When the 2021 Grammy Award nominations were announced in November, thousands of people were stunned to see that the Weeknd — one of the most commercially and critically successful artists of the past year, whose single “Blinding Lights” just became the first song ever to spend a full year in the Top 10 of the Billboard Hot 100 — was not nominated for any awards.

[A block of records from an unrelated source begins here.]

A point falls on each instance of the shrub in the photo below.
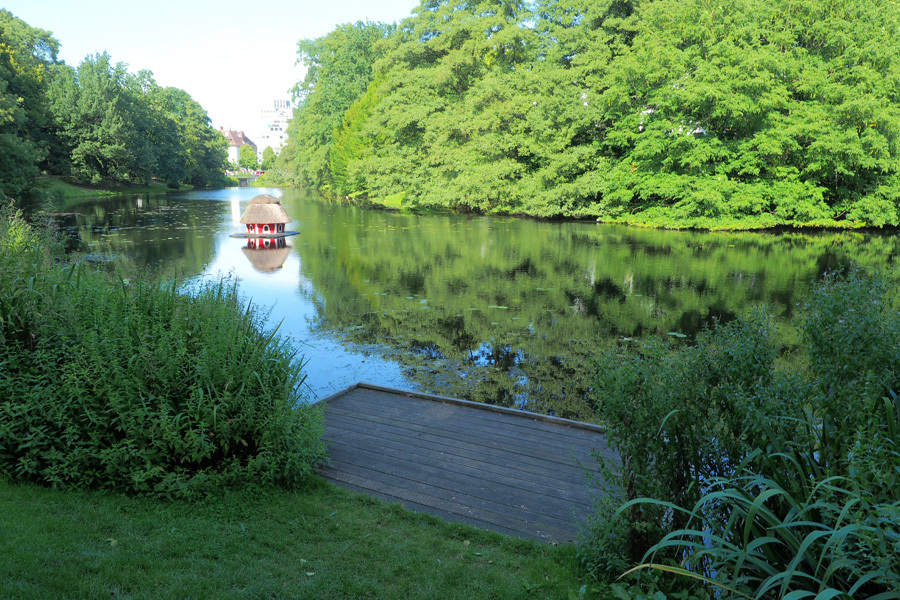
(792, 476)
(131, 385)
(677, 418)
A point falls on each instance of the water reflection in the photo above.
(497, 310)
(267, 255)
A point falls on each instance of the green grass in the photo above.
(323, 542)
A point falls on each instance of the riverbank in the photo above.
(63, 188)
(323, 542)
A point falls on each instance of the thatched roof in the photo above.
(267, 260)
(265, 209)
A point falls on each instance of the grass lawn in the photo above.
(323, 542)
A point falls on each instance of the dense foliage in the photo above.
(671, 112)
(765, 478)
(130, 385)
(98, 122)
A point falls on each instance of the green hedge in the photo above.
(749, 475)
(125, 384)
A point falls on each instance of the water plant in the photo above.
(795, 494)
(128, 384)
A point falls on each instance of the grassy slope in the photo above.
(321, 543)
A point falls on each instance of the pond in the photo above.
(500, 310)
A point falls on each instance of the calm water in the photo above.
(498, 310)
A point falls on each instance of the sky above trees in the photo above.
(200, 47)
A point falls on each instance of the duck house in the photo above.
(265, 217)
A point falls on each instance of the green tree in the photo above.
(268, 158)
(27, 56)
(782, 112)
(339, 69)
(91, 111)
(204, 147)
(248, 157)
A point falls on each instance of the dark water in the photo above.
(499, 310)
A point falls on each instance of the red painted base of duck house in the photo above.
(265, 228)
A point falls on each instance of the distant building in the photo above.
(236, 139)
(273, 126)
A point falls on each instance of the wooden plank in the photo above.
(502, 465)
(539, 459)
(502, 470)
(493, 486)
(400, 403)
(452, 505)
(491, 438)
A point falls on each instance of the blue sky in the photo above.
(233, 57)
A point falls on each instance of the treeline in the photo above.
(98, 122)
(753, 113)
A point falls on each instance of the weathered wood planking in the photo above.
(505, 470)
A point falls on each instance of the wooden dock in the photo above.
(510, 471)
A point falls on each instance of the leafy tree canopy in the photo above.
(672, 112)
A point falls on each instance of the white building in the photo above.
(273, 127)
(236, 139)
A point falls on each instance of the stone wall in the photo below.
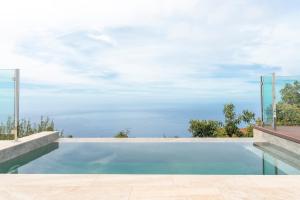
(263, 137)
(12, 149)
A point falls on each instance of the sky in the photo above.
(85, 53)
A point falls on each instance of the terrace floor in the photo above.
(291, 133)
(154, 187)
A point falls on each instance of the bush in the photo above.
(26, 127)
(122, 134)
(7, 137)
(231, 121)
(204, 128)
(288, 114)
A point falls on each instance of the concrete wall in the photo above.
(263, 137)
(12, 149)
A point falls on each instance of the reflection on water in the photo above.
(278, 161)
(156, 158)
(12, 166)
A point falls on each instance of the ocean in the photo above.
(141, 122)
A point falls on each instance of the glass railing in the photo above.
(7, 101)
(280, 94)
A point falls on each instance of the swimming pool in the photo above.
(154, 158)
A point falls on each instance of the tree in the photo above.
(247, 116)
(290, 94)
(204, 128)
(288, 109)
(122, 134)
(231, 121)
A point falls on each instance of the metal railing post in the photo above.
(262, 100)
(17, 100)
(274, 100)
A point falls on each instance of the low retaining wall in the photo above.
(12, 149)
(266, 137)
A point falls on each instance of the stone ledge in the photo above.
(12, 149)
(261, 137)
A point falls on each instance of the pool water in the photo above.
(152, 158)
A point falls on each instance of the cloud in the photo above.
(159, 49)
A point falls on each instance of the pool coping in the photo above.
(154, 187)
(145, 140)
(12, 149)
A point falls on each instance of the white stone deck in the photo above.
(150, 187)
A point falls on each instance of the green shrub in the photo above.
(249, 130)
(288, 114)
(204, 128)
(122, 134)
(7, 137)
(232, 121)
(221, 133)
(26, 127)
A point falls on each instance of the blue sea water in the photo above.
(141, 122)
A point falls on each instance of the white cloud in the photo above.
(165, 48)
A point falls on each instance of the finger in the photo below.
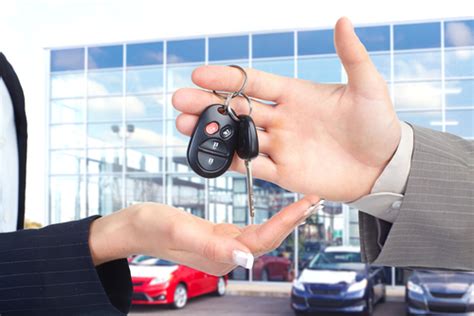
(194, 101)
(198, 236)
(270, 234)
(185, 124)
(260, 84)
(262, 167)
(360, 69)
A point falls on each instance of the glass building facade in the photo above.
(112, 138)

The inexplicable and/or suspicious snub, the biggest in Grammy history, could only be explained as the work of the “secret committees” of industry veterans, executives and artists who determine the nominees in certain, but not all, categories. The work of the committees was singled out in a legal complaint by Deborah Dugan, who was ousted as president/CEO of the Recording Academy after just eight months, as a symbol of longstanding corruption within the Grammy bureaucracy. While the Weeknd and his team had basically allowed the situation to die down in recent weeks, as he performed as the Super Bowl’s headlining halftime performer last month, it flared up again on the Thursday before the Grammys when he said in a statement to the New York Times that he will boycott the awards, at least until change is instituted.

“Because of the secret committees,” the Weeknd said, “I will no longer allow my label to submit my music to the Grammys.”

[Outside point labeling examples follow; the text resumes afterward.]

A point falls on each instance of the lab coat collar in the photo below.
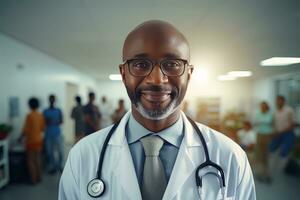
(189, 156)
(124, 169)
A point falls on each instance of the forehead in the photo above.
(156, 43)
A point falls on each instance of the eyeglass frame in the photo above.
(186, 63)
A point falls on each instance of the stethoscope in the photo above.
(96, 187)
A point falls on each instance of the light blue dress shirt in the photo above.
(172, 137)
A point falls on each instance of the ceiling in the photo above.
(224, 35)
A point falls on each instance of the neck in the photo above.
(156, 125)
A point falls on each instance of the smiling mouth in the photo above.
(155, 96)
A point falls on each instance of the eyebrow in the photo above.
(167, 55)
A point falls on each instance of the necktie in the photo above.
(154, 179)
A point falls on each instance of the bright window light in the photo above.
(240, 73)
(115, 77)
(200, 75)
(280, 61)
(226, 78)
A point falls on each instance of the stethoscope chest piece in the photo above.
(95, 188)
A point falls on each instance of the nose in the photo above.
(156, 76)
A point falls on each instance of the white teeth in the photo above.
(151, 97)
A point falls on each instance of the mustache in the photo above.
(154, 88)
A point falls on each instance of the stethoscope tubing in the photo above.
(207, 162)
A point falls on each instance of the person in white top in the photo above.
(156, 71)
(284, 137)
(247, 140)
(247, 136)
(106, 111)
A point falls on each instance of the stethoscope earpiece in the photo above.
(96, 188)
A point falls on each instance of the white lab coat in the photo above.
(118, 171)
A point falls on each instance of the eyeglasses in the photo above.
(144, 66)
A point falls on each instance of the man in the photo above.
(92, 115)
(106, 111)
(284, 137)
(53, 138)
(78, 117)
(119, 112)
(154, 151)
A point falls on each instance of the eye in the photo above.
(140, 64)
(172, 64)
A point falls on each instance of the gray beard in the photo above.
(156, 114)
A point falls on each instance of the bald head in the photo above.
(155, 39)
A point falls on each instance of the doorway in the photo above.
(71, 92)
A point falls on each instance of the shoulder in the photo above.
(223, 146)
(91, 144)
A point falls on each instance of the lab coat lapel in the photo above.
(124, 171)
(190, 155)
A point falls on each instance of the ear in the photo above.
(122, 72)
(190, 71)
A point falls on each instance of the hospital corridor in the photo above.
(149, 99)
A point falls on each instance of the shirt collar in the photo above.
(172, 134)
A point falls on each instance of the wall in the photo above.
(26, 72)
(234, 95)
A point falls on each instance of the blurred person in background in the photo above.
(92, 115)
(187, 110)
(283, 138)
(53, 136)
(119, 112)
(247, 140)
(264, 129)
(106, 111)
(33, 134)
(78, 117)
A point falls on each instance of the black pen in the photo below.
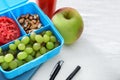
(56, 69)
(73, 73)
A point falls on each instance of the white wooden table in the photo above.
(98, 49)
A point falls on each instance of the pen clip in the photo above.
(58, 63)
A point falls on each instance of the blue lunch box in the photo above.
(14, 9)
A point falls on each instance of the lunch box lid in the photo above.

It’s certainly possible that none of the committees — or the voters for the categories that don’t have secret committees — didn’t give the Weekend enough votes, or that some computation process was responsible for the snub. But few really believe it, and multiple theories have been posited, most commonly that someone, and it’s not clear who, simply didn’t want the Weeknd to perform at both the Grammys and the Super Bowl. That theory is made even more confusing by the fact that the Weeknd, the NFL, CBS (which broadcasts both the Grammys and the Super Bowl) and Super Bowl halftime advisor Roc Nation held extensive meetings and worked out the situation so that he could do both.

Asked about the snub by Variety on the day the nominations were announced, interim Grammy chief Harvey Mason jr., who replaced Dugan, essentially said he didn’t see anything wrong with the process, saying, “ it really just comes down to the voting body that decides. We have eight nomination slots to fill in [the “Big Four” categories: Best Album, Song, Record and New Artist], five in others, and the voters vote for their favorites.”

Asked again about the situation earlier this week, Mason told Variety: “Some of it was [decided by] the [secret] nominating committees and some was the voting body, because some of the awards he was eligible for did not have nominating committees, so it was a combination of both. But again, its unfortunate, we never like to see somebody as talented as the Weeknd get left out or feel left out. It’s not something any of us are happy about.”

Asked if the egregious snub means that the Academy will consider changing its rules at its forthcoming board meetings in May, he said, “The process is definitely something that we’re going to continue to look at and continue to make sure that it’s evolving as music continues to evolve,” adding “I’ll hopefully have more things to talk about in the future.”

Wassim Slaiby, the manager of the Weeknd (Abel Tesfaye), told the Times an email interview that it was still unclear why his client was not nominated. “We were many weeks and dozens of calls in with the Grammy team around Abel’s performance right up to the day of nominations being announced,” said Slaiby, who is known as Sal. “We were scratching our heads in confusion and wanted answers.”

Reps for the Weeknd, his label, Republic Records, and the Recording Academy did not immediately respond to Variety‘s requests for further comment.

Slaiby said he hopes the Weeknd’s stand inspires other artists to speak out against the secret committees.

“The Grammys should handle their legacy and clean it up to raise the bar to a level where everyone could be proud to hold up that award,” he said. “This is Harvey’s chance to step up and have his legacy be the guy who got the Grammys finally right.”